Children with high-risk conditions should be given the 13-valent pneumococcal conjugate vaccine (PCV13) even if they have been immunized with other pneumococcal vaccines, according to new, stronger recommendations from the Centers for Disease Control and Prevention Advisory Committee on Immunization Practices (ACIP).

Children with high-risk conditions should be given the 13-valent pneumococcal conjugate vaccine (PCV13) even if they already received the 7-valent formulation or the 23-valent pneumococcal polysaccharide vaccine.

The new, stronger recommendations from the Centers for Disease Control and Prevention (CDC) Advisory Committee on Immunization Practices (ACIP) were adopted at ACIP’s meeting in February.

The PCV13 vaccine protects against 13 strains of Streptococcus pneumoniae. Upgrading to a category A recommendation means that the vaccine now should be routinely used in children aged 6 through 18 years with high-risk conditions such as functional or anatomic asplenia (including sickle cell disease), cochlear implants, cerebrospinal fluid leaks, HIV infection or other immunocompromising conditions, chronic renal failure and nephrotic syndrome, and any condition that requires immunosuppressive drugs or radiation therapy.

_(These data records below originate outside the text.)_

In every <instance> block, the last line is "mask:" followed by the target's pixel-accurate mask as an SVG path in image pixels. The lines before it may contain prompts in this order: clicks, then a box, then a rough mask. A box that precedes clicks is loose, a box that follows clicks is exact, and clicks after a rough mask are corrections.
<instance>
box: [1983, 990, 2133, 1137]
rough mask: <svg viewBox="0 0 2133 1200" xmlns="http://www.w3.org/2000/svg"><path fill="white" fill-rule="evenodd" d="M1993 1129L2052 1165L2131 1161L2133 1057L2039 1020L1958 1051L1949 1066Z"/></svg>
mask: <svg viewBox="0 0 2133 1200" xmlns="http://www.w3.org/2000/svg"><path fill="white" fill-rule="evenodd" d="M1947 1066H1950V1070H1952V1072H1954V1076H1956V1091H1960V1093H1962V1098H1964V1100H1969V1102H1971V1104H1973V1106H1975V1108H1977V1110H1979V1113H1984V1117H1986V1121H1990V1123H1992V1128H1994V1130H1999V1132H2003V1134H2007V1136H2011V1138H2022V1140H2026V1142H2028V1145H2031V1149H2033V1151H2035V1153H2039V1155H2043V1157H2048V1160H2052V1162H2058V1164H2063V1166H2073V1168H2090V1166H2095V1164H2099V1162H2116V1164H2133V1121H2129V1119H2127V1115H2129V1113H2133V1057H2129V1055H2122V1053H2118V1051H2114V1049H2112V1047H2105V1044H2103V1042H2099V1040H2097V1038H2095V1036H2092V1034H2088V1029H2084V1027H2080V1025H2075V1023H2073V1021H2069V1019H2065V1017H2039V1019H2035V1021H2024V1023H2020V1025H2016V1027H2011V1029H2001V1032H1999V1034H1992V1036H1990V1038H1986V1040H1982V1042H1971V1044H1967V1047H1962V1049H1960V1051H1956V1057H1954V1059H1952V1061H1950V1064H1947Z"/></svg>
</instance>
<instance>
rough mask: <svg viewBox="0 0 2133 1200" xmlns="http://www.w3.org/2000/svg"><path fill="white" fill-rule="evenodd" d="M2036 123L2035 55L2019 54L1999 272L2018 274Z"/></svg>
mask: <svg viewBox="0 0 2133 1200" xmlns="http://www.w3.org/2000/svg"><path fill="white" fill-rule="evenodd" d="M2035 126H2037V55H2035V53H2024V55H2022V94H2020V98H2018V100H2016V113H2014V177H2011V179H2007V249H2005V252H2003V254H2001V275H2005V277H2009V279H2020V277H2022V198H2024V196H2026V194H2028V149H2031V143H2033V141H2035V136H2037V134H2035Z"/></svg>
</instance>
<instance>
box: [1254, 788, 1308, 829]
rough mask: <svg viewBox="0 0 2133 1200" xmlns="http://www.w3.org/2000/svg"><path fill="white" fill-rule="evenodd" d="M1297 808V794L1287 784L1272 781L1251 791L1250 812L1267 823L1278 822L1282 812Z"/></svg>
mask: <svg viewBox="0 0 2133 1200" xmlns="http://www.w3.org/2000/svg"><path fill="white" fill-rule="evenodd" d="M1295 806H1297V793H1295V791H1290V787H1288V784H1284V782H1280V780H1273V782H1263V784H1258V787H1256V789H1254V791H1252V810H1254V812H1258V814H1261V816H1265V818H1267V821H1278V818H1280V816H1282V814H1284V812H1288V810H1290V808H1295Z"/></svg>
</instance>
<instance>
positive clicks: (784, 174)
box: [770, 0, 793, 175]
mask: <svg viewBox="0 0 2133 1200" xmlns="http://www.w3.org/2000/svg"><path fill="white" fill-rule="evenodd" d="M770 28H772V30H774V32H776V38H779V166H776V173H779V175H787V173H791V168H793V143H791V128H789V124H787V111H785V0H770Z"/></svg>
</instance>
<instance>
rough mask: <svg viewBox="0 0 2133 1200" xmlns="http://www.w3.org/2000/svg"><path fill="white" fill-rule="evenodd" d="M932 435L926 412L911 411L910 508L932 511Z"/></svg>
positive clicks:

Children with these high-risk conditions have a dramatically increased risk of invasive pneumococcal disease compared with healthy children. For example, those children with hematologic malignancies have a 1,068 times higher risk, those with HIV/AIDS have a 158 times higher risk, and children with sickle cell disease a 43.5 times higher risk.

Clinical trials showed that PCV13 is immunogenic and safe when used in these high-risk groups and that benefits for these children likely outweigh any harm associated with immunization. The stronger recommendations now align with similar recommendations for high-risk children aged 2 through 5 years and for high-risk adults aged 19 years and older.

The new guidance will be finalized after the director of the CDC accepts it and it is published later this year in the Morbidity and Mortality Weekly Report.